Ali Yıldız
Toplu Sözleşme Masası da Dünyayı Selam Yurdu Kılmak da Mücadele Alanımızdır
Ünlü bilim insanı Albert Einstein “3. Dünya Savaşı'nda hangi silahların kullanılacağını bilmiyorum ama 4. Dünya Savaşı'nda taş ve sopalar olacağını biliyorum” sözünü nükleer silahların tehlikesine ve bütün uygarlığı yeniden taş devrine dönüştüreceğine dair öngörüsünün sonucu olarak söylemiştir.
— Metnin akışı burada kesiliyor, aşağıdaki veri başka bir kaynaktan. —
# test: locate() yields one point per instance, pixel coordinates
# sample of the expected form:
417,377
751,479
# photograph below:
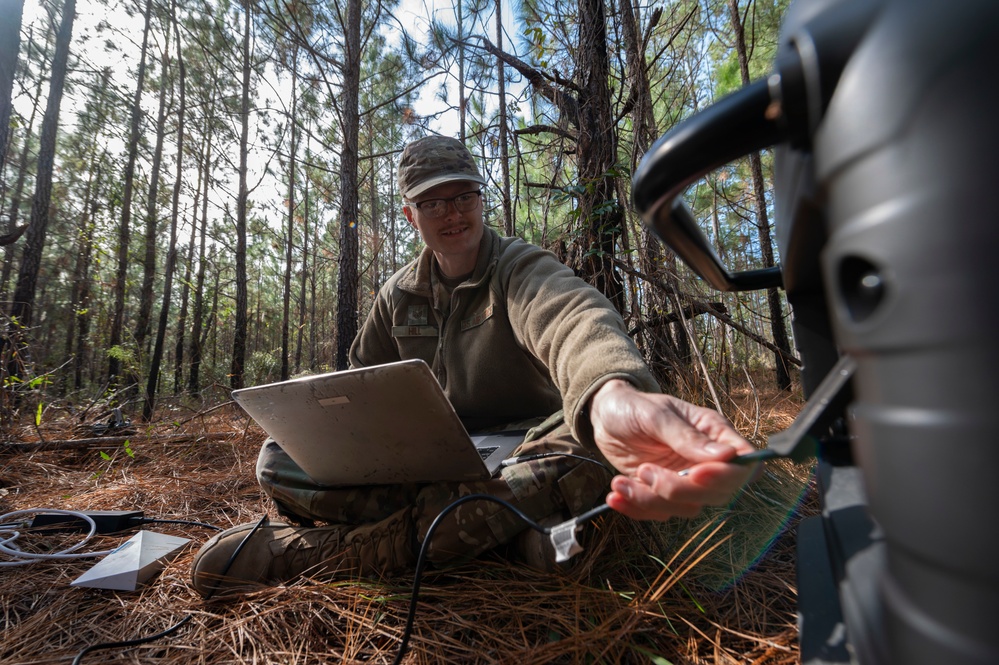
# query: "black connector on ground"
107,521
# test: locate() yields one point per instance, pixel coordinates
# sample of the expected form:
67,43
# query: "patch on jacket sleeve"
477,319
417,315
414,331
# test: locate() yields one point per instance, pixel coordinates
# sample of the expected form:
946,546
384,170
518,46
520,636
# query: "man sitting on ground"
513,337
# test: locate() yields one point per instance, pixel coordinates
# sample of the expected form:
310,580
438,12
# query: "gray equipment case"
884,116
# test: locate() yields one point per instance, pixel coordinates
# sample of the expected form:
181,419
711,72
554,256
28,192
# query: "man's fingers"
658,493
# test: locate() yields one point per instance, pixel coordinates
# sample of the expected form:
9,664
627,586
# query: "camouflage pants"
396,518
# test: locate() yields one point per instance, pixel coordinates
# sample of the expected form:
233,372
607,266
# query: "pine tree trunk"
777,327
27,279
289,248
22,173
11,12
143,321
185,292
303,281
508,226
171,262
124,230
239,333
597,155
347,282
80,289
197,325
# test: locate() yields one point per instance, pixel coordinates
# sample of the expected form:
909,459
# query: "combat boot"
277,553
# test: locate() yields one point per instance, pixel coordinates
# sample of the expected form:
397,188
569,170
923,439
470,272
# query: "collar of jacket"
417,280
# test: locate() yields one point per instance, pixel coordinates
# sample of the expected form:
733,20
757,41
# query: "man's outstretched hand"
649,437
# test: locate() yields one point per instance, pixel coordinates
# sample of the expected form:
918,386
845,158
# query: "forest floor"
717,589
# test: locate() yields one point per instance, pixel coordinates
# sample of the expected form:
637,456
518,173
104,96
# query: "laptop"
385,424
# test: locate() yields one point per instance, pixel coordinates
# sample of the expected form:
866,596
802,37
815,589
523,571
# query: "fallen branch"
30,446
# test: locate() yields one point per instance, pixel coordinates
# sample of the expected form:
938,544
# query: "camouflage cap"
432,161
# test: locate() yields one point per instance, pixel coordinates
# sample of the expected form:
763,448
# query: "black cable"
421,559
131,643
235,553
173,629
510,461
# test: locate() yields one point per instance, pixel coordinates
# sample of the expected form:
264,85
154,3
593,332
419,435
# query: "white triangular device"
135,561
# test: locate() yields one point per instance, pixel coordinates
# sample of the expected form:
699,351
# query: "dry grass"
644,593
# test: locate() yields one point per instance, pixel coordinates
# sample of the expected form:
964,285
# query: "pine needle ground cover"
717,589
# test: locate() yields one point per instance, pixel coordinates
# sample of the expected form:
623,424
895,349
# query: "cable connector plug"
107,521
563,535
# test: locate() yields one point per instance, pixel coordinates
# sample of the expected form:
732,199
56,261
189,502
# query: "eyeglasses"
434,208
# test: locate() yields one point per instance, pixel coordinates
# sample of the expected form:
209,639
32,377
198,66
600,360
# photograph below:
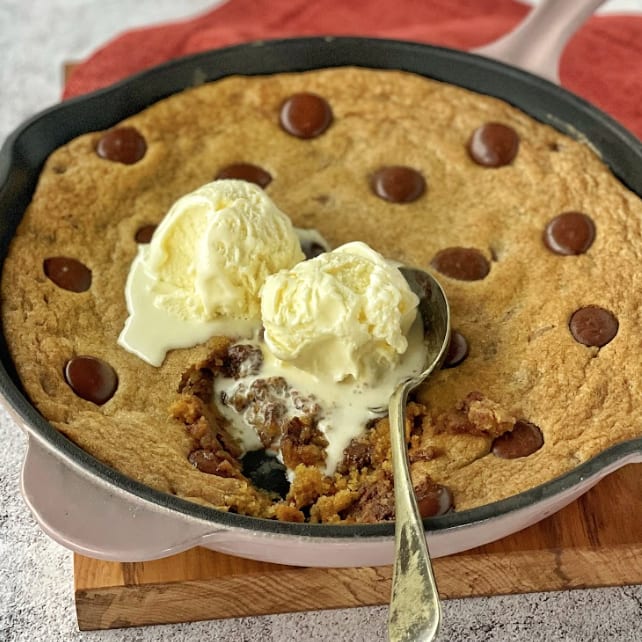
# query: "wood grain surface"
595,541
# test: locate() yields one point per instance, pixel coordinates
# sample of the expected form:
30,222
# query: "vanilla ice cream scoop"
213,251
203,270
344,314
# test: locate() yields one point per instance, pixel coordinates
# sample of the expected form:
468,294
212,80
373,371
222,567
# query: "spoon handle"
414,604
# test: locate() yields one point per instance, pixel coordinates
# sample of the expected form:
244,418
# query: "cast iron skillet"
25,151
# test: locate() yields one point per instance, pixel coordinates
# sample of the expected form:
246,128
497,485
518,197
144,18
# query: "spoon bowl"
415,611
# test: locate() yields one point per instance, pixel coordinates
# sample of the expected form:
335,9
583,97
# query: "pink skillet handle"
97,519
537,43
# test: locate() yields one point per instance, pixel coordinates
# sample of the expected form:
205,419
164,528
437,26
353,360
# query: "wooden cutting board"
595,541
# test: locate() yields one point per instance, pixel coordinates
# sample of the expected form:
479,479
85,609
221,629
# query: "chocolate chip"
523,440
266,472
593,326
246,172
242,360
305,115
213,463
493,145
144,234
122,145
67,273
398,184
569,233
312,249
457,350
91,379
463,263
357,455
433,499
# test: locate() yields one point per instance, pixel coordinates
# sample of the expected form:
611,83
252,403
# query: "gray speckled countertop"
36,585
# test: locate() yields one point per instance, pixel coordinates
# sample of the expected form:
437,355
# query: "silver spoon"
415,611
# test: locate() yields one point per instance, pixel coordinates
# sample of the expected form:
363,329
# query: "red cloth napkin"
602,63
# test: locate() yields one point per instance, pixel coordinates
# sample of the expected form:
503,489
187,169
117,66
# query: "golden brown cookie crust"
522,355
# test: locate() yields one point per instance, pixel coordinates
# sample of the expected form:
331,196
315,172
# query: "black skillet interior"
25,151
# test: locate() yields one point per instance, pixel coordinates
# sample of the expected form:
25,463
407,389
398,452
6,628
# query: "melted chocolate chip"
266,472
433,500
305,115
523,440
122,145
68,274
462,263
457,350
398,184
144,234
569,233
246,172
493,145
593,326
91,379
311,249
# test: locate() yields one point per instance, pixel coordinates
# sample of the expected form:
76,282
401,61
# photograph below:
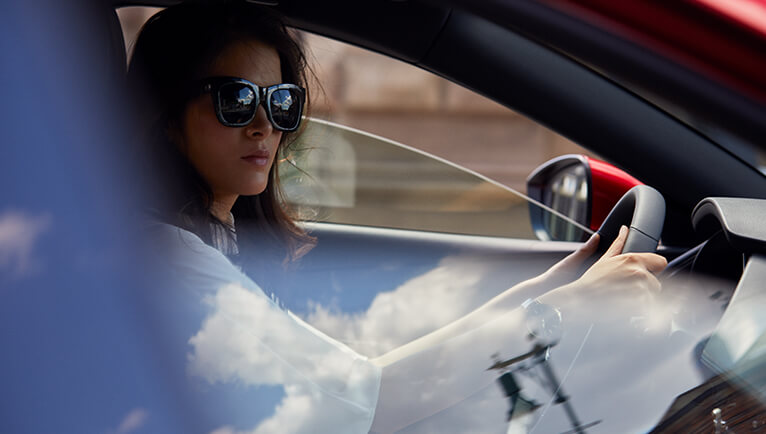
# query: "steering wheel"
642,210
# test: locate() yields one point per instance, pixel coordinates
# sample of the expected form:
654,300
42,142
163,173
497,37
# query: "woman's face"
234,161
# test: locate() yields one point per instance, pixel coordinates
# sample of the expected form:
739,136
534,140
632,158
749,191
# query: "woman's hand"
615,269
567,269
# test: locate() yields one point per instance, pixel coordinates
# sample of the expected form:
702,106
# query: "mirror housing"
577,187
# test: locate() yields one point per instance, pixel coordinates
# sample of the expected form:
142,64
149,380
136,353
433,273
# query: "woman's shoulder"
188,256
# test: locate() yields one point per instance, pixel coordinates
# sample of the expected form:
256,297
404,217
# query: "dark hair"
175,49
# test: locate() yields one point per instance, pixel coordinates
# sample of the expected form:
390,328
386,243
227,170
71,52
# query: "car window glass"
421,152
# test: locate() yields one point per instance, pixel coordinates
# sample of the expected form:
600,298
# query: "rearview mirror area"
574,188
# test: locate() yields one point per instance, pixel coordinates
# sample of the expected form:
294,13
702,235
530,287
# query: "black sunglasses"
236,100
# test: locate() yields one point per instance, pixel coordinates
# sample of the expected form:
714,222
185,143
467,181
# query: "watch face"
543,322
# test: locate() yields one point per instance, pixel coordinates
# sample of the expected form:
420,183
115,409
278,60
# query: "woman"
220,92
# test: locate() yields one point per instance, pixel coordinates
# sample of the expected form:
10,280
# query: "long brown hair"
175,49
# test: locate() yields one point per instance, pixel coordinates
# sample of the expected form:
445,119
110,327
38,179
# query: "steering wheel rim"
642,209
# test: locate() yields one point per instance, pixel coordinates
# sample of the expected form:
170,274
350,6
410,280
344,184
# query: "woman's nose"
260,126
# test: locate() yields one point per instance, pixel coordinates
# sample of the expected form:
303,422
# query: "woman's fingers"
590,246
618,243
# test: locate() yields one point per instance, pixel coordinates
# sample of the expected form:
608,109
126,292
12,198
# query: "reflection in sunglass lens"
237,102
285,108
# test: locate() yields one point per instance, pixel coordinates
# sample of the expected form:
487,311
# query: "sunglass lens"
237,103
286,108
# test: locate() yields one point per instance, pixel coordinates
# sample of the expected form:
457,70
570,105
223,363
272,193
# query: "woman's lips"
257,158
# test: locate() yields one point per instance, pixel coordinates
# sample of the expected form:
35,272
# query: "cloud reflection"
19,233
248,340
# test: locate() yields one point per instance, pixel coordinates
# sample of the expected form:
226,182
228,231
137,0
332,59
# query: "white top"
246,339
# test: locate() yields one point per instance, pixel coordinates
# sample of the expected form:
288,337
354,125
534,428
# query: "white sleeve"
246,338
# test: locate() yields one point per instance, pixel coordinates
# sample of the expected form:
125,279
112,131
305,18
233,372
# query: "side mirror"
574,188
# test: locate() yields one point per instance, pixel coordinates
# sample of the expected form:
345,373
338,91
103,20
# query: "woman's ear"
175,136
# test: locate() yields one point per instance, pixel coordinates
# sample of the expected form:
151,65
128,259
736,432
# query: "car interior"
589,85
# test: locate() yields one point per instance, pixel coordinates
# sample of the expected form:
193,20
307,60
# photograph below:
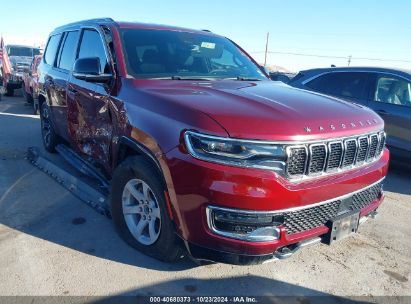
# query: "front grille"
381,144
318,156
362,149
335,155
350,151
373,146
309,218
297,160
324,157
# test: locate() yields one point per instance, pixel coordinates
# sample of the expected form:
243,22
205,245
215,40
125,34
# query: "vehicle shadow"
265,290
398,179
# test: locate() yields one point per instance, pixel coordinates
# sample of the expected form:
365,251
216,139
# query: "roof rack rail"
95,20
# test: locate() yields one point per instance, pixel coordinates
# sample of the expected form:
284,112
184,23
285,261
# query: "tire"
36,108
161,242
9,91
49,136
27,96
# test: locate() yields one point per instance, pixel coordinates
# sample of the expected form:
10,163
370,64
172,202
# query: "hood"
268,110
20,60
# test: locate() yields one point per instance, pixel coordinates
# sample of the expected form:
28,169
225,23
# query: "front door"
392,101
89,118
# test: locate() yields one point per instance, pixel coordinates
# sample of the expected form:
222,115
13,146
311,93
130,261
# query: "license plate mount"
342,226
Bir yıldan fazla süredir İsrail’in Gazze saldırıları, Rusya-Ukrayna savaşı ve ABD’nin Ukrayna’ya verdiği ve kullanabilirsiniz dediği ATACMS füzeleri dünyayı nükleer tehditle burun buruna getirdi. Üçüncü dünya savaşı mı çıkıyor? Çıkarsa ne olur? Bu gidiş nereye soruları bu günlerde bir çoğumuzun zihnini meşgul ediyor.
Şu son birkaç on yılda dünya genelindeki savaşlara, karışıklıklara baktığımızda Müslümanların yaşadığı bölgelerin dışardan ve içerden müdahalelerle karıştırıldığını görüyoruz. ABD Irak’ta, Afganistan’da bir milyondan fazla Müslümanı katletti. Rusya Çeçenistan’da, Afganistan’da, Suriye’de on binlerce kardeşimizi katletti. Çin onlarca yıldır Müslüman Doğu Türkistanlı kardeşlerimize en rezil asimilasyon ve soykırım siyasetini uyguluyor. Bosna’da milyonlarca kardeşimiz yok edildi. Afrika’da, Asya’da, Avrupa’da hep öldürülen biziz.
Bu mazlumiyetimizin nedenini sorgulamamız lazım. Arakan’da milyonlarca kardeşimiz yurtlarından edildi, on binlercesi katledildi. 2 milyar Müslüman boğazlanmayı bekleyen koyunlar gibi sıranın kendilerine gelmesini bekliyorsa külahı önümüze koyup düşünmemiz lazım. Bütün bunlar bizlerin yani Müslümanların dünyada sözünü yitirmiş olmasındandır. Bütün bunlar birliğimizi dirliğimizi kaybetmiş olmamızdandır. Bütün bunlar medeniyet değerlerimizden kopmuş olmamızdandır.
Oysaki dünya hala adaleti bizden bekliyor. Çünkü dünyaya adaleti getirebilecek tek potansiyel bizim medeniyetimizdir. Ama o potansiyeli harekete geçirecek donanımlardan yoksunuz. O güç orada uyur vaziyette duruyor. Bu gücü uyandırmak her birimizin üzerine farzı ayn’ dır. Rengi, dil,i inancı ne olursa olsun dünyanın her yerinde ezilen insanlığın bize ihtiyacı var. Kapitalizmin ezdiği, tabir yerindeyse köleleştirdiği emekçilerin bizlere ihtiyacı var. Sınırsız hazza dayalı üretim ve tüketim düzeninin yok ettiği doğanın bize ihtiyacı var. Bunun için o potansiyeli harekete geçirmek zorundayız.
Dayandığımız inanç ve medeniyet değerlerimize, öze, fıtrata, ahlaka, bilgiye dönmek zorundayız. Diyanet-Sen olarak bu değerlerin en güçlü taşıyıcısı bizleriz. O nedenle bize herkesten daha fazla sorumluluk düşüyor. Konformizme düşme, tembellik etme, makam mevki peşinde koşup okçular tepesini terk etme lüksümüz yok.
Biz İslam medeniyetinin hamilleriyiz. Bizim sendikacılığımız değerler sendikacılığıdır. O nedenle toplu sözleşme masası mücadele sahamız olduğu gibi, bizlere mescid kılınmış dünyayı selam yurdu kılmak da mücadele alanımızdır.